Those who Ponder Proverbs: Aphoristic Thinking and Biblical LiteratureWritten by James G. Williams Reviewed By Derek Kidner
Sandwiched between two straightforward sayings from Proverbs and Sirach, a modern aphorism from Karl Kraus pulls us up short on the brink of the Preface: ‘Who digs no grave for another falls in it himself.’ One’s first thought: A misprint of course for ‘… digs a grave …’. On second thoughts—No: a bit of literary black ice to throw us off balance. Then a third thought: Now was that non-grave meant for the dead or the living? A tribute or a trap?

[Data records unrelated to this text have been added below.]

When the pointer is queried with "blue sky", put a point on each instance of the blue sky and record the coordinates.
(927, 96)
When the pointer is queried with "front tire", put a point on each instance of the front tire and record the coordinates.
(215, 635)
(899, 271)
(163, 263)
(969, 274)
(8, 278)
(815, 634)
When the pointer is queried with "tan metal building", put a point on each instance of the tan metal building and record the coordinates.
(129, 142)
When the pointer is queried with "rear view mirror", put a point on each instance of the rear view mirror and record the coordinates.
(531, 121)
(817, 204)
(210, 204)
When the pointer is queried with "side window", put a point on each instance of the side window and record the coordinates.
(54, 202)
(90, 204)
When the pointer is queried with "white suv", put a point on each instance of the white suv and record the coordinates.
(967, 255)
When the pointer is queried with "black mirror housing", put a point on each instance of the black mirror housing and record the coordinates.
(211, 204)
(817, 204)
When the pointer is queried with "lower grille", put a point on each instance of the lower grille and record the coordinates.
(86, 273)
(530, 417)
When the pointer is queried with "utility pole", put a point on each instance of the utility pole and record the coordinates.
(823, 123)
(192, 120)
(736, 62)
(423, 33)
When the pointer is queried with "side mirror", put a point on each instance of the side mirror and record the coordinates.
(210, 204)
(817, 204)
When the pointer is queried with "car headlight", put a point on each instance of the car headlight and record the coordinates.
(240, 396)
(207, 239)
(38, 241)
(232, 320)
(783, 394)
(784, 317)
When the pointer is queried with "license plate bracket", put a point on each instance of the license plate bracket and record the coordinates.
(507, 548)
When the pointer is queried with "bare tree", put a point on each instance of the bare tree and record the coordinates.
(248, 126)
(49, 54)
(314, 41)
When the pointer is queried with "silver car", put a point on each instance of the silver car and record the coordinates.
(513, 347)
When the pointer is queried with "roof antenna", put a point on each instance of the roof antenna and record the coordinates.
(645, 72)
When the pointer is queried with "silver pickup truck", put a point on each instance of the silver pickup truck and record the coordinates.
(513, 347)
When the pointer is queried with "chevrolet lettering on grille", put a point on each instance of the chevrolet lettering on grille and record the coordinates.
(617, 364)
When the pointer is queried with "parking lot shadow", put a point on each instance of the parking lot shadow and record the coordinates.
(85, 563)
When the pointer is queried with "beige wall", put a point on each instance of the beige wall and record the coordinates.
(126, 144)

This rogue saying, flanked by its respectable companions, prepares us for one of the major interests of the book: the tension between accepted wisdom and the teasing observations that challenge it. But first there is some thoughtful discussion of the role of aphorisms as against continuous discourse, pointing out not only their special charm and memorability but their freedom to examine and record life in the round, in its oddity as well as its regularities, avoiding the artificiality of forcing a system upon it. This discussion is resumed and broadened in the final section, where we sample the work of various modern aphorists (including the one quoted above) and consider both the literary form itself and some of the concepts it has been used to convey.
The bulk of the book, however, is devoted to biblical aphorisms, first examining some of their main areas of concern (such as retribution; the use of words; traditional authority; discipline and self-control), but then going on to distinguish between the aphoristic wisdom of ‘order’ and that of ‘counter-order’. This is the familiar dichotomy between traditional wisdom and the views that question it; but the grouping is unusual, with Proverbs and Sirach predictably on one side, but Qoheleth and Jesus Christ on the other. Both of the latter, it is suggested, use paradoxical speech to dis-orientate and then re-orientate the hearer, loosening his grip on the safety-first outlook of conventional wisdom, so that he can step out in a new direction. But while Qoheleth is advocating a moderate hedonism (according to this author; but your reviewer sees the matter very differently), Jesus is by-passing the ethics of prudence with the call to venture everything for the kingdom.
Much more is packed into this closely argued book than I have tried to summarize here. It is not only a mine of information, but a positive warren of ideas to chase. I strongly recommend it.